Avec JVLIVS, SCH atteint l’apogée d’un style qu’il perfectionne depuis ses débuts. Dès les premiers visuels promotionnels de la mixtape A7, le S posait les bases d’un univers narratif puissant, emprunté à des œuvres comme Gomorra ou Champs-Élysées. Son identité artistique, profondément sombre et « nwar », se dessine dans chacun de ses clips, tels des cicatrices gravées dans la mémoire. JVLIVS, en ce sens, marque l’apothéose de la genèse d’un artiste qui a su redéfinir les codes du rap français.
La semaine prochaine, le dernier chapitre de cette saga légendaire, intitulé JVLIVS : Ad Finem, verra le jour. Depuis la sortie de cette œuvre monumentale, SCH a enchaîné les projets, alternant albums studios et nouveaux volets, jusqu’à ce grand final tant attendu. Le premier extrait, Stigmates, dévoilé il y a un mois, ouvrait déjà la voie à une introspection poignante. Aujourd’hui, le S nous plonge encore plus profondément dans son univers avec La Pluie, une ode à la solitude et à la mélancolie.
SCH chante sous La Pluie !
Depuis les années 60, la France a toujours cultivé un rapport singulier à la musique. Si le rock n’a jamais été pleinement assimilé, la « chanson française », elle, a prospéré, privilégiant des textes aussi riches que les mélodies. Dans NGRTD, Youssoupha déclarait fièrement : « C’est nous la chanson française. » Aujourd’hui, la « musique urbaine » (bien que cette appellation fasse débat) domine les écoutes en France depuis 2019. De nombreux rappeurs, autrefois cantonnés à leurs flows incisifs, explorent désormais des terrains plus mélodiques, à l’instar de Booba ou Ninho.
Pourtant, avec son univers sombre et ses punchlines acérées, le S semblait à mille lieues de cette évolution. Mais dans La Pluie, il chante, seul face à ses démons, livrant une performance à la fois vulnérable et visionnaire. Ce morceau semble être une prémonition du drame qui pourrait clôturer JVLIVS : Ad Finem.
Une composition envoûtante
La puissance émotionnelle de La Pluie repose aussi sur une composition raffinée, signée Amakuno, Seezy et Manu Manu. Seezy, célèbre pour ses collaborations avec Vald, est également le compositeur de Stigmates, le premier extrait du projet. Les arrangements subtils — quelques notes de piano, un violoncelle discret et des instruments classiques — créent une atmosphère unique, inscrivant ce titre comme une pièce maîtresse dans la discographie de SCH.

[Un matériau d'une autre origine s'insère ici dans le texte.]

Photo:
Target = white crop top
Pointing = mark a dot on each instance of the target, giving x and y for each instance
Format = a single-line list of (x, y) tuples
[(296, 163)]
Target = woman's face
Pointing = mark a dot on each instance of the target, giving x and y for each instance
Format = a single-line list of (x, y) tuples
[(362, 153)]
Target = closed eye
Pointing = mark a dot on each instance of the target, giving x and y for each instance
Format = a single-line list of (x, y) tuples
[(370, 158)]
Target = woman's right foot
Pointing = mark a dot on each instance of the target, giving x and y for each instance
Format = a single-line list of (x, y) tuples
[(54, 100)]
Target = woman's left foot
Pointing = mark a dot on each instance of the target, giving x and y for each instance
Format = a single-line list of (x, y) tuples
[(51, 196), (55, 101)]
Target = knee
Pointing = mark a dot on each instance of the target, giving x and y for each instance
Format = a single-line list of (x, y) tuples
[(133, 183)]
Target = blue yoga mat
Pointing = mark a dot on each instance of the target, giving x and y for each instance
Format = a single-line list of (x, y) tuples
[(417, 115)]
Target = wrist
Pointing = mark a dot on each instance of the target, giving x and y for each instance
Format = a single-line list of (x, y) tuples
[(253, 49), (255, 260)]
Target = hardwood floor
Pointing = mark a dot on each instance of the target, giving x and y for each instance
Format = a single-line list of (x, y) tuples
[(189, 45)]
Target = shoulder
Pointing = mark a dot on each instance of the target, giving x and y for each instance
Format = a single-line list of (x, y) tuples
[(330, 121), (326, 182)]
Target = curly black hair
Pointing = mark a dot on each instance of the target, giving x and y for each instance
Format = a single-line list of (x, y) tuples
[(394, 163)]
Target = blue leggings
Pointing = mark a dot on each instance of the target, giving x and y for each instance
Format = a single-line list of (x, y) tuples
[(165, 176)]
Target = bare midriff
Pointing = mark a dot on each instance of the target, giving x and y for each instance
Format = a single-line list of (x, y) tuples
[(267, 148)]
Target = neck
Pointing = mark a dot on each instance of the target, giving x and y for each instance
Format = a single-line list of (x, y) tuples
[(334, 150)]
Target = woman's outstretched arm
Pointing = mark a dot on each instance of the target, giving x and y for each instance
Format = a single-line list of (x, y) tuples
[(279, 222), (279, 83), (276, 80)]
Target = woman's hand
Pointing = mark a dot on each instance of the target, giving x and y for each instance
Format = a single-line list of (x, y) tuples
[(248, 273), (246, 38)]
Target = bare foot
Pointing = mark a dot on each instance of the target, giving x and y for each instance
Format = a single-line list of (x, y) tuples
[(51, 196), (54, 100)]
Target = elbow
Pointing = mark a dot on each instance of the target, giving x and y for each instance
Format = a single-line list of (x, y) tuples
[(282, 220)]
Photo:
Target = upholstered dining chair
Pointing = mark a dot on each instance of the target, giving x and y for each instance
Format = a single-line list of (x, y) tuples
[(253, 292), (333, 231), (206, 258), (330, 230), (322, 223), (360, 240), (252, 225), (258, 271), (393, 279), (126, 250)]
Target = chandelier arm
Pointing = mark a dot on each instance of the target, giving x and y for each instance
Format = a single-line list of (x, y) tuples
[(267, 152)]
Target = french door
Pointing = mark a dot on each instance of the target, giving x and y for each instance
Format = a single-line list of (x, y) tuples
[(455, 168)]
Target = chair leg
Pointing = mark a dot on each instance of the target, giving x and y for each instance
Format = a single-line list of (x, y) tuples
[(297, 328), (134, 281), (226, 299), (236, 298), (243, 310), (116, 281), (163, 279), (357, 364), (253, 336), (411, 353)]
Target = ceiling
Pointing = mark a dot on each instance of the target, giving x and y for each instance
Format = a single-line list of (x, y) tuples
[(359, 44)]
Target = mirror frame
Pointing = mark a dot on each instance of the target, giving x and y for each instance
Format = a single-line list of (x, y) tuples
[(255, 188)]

Des punchlines poétiques et poignantes
Dans ce morceau, les punchlines cèdent la place à une poésie brute, empreinte de mélancolie :
« Ce soir, le phare n’appelle plus le large, ce soir, la paix n’a même plus de larmes. »
Toutefois, l’ombre persiste :
« Les pieds-de-biche entre l’entretoise et la porte, une lame de rasoir contre l’aorte. »
« Quelques aigreurs dans l’œsophage, le produit transpire dans le cellophane. »
La trahison et le regret s’invitent également dans les paroles :
« Des gens m’ont trahi puis sont revenus, j’crois qu’ils sont nés bien avant la honte. »
« Ma mère pleure des souvenirs qui ne sont plus que des souvenirs / Ma rage pleure, j’m’en sors, donc elle pense à son avenir. »
Un visuel épuré et symbolique
Sur le plan visuel, Stigmates montrait SCH errant dans un manoir vide. Avec La Pluie, il chante seul dans une église désertée, sa voix résonnant dans cet antre vidé de toute présence humaine. Cette sobriété, réalisée par Stéphane Bohée, intensifie l’émotion du titre. Bohée, que l’on retrouve derrière le clip Reste de Gims en featuring avec Sting, apporte ici une profondeur visuelle saisissante.